S’il ne devait en rester qu’une ?

Ça serait une grande hésitation entre sa Hanhart et sa Brew. Hanhart pour l’aspect ‘German watchmaking’, l’histoire et l’évolution des modèles qui restent définitivement vintage.

Brew, c’est une autre histoire. Il s’est lié d’amitié avec le dessinateur des montres et avec le propriétaire de la marque.
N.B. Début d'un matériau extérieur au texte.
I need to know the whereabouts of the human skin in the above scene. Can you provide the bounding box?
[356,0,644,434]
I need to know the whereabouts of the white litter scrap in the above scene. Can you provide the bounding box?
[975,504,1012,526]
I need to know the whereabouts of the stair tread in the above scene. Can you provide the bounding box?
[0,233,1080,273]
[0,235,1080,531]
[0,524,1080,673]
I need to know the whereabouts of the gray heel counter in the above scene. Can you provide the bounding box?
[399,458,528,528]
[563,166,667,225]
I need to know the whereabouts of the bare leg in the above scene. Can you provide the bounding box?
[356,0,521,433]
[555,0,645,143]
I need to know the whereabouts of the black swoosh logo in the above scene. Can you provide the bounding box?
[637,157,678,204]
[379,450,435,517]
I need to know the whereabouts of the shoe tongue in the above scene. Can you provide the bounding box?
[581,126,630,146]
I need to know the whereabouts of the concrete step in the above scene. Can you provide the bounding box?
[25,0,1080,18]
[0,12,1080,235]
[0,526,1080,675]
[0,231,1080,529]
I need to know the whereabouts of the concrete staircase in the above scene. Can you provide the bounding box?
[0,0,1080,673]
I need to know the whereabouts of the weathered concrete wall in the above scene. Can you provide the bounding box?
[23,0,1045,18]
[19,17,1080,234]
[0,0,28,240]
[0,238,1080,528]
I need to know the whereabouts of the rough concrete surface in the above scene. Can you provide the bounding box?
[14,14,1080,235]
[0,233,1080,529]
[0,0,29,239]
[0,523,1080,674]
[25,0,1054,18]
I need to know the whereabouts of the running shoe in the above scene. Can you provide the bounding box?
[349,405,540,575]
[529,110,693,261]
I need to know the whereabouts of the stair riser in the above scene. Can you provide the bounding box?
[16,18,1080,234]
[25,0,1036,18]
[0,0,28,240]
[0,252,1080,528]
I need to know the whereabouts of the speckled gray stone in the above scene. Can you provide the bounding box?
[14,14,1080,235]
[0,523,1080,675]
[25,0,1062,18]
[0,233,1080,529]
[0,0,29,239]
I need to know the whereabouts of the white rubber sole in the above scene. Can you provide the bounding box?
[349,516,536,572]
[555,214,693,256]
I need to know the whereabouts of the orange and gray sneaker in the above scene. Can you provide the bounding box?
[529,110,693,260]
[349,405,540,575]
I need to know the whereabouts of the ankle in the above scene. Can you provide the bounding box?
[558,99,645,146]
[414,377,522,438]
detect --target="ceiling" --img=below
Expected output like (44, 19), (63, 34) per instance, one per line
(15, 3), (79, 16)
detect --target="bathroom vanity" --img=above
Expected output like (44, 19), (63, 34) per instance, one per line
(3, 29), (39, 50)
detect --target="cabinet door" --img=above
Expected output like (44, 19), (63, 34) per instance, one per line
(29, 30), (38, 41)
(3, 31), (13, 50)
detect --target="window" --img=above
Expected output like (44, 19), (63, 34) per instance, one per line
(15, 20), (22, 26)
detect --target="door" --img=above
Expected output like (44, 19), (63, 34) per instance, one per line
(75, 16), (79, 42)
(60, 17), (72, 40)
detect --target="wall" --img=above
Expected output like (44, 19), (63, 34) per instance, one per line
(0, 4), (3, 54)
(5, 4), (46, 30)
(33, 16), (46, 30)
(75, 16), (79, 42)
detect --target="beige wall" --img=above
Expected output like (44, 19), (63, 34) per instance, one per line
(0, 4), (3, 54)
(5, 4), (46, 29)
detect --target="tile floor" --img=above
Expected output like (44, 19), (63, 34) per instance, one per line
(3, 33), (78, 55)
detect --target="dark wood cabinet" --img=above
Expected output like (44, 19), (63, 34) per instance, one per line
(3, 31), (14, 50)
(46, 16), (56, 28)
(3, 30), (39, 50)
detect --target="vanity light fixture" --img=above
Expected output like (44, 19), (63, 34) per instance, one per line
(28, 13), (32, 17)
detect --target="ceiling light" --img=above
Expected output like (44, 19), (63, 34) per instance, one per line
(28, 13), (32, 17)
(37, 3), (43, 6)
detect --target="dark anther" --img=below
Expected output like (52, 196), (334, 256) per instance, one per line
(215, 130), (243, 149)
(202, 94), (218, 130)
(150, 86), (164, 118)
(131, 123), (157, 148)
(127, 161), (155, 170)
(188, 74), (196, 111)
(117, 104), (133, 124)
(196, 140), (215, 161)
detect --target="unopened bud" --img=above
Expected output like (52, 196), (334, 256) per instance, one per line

Des montres qui pour lui sont simples, sobre et élégantes, sans oublier un côté abordable.

Une ville préférée ?

Avec ce que je vous ai conté auparavant, un pays, ce n’est pas possible. Il adore les villes où l’on peut tout faire à pied, même si elles sont grandes, et passer d’une ambiance à une autre en une fraction de seconde. Sans oublier les villes qui ont une histoire. Il me parle de Milan avec grande admiration, et le fait qu’elle conjugue à la fois modernité, avec le Nouveau Centre ville, et son passé.

Paris, évidemment, pour cheminer partout, trouver des petit cafés et pâtisseries comme seul Paris a le don. Un gros coup de coeur pour le dix-huitième arrondissement et ses habitants. Il ne comprend pas pourquoi les parisiens ont cette réputation d’arrogance. Moi non plus d’ailleurs.

Un Cocktail dont tu ne te lasses pas ?

Le Whisky Ginger, sans hésitations. Un classique pour ce grand amateur de gingembre. Il me dit whisky, mais pour lui rien de mieux avec le gingembre qu’un bon vieux bourbon du Kentucky. Basics.

Chocapics ou Miel Pops ?

Pas de céréales, et une rigueur de fer au petit déjeuner. Depuis quatre ans, le même rituel. Trois oeufs, et le café local. Simple et efficace.

C’était un plaisir pour moi de faire meilleure connaissance avec Matthew, j’espère que pour vous aussi chers amis. Je le laisse maintenant voguer vers d’autres destinations, Londres en ligne de vue.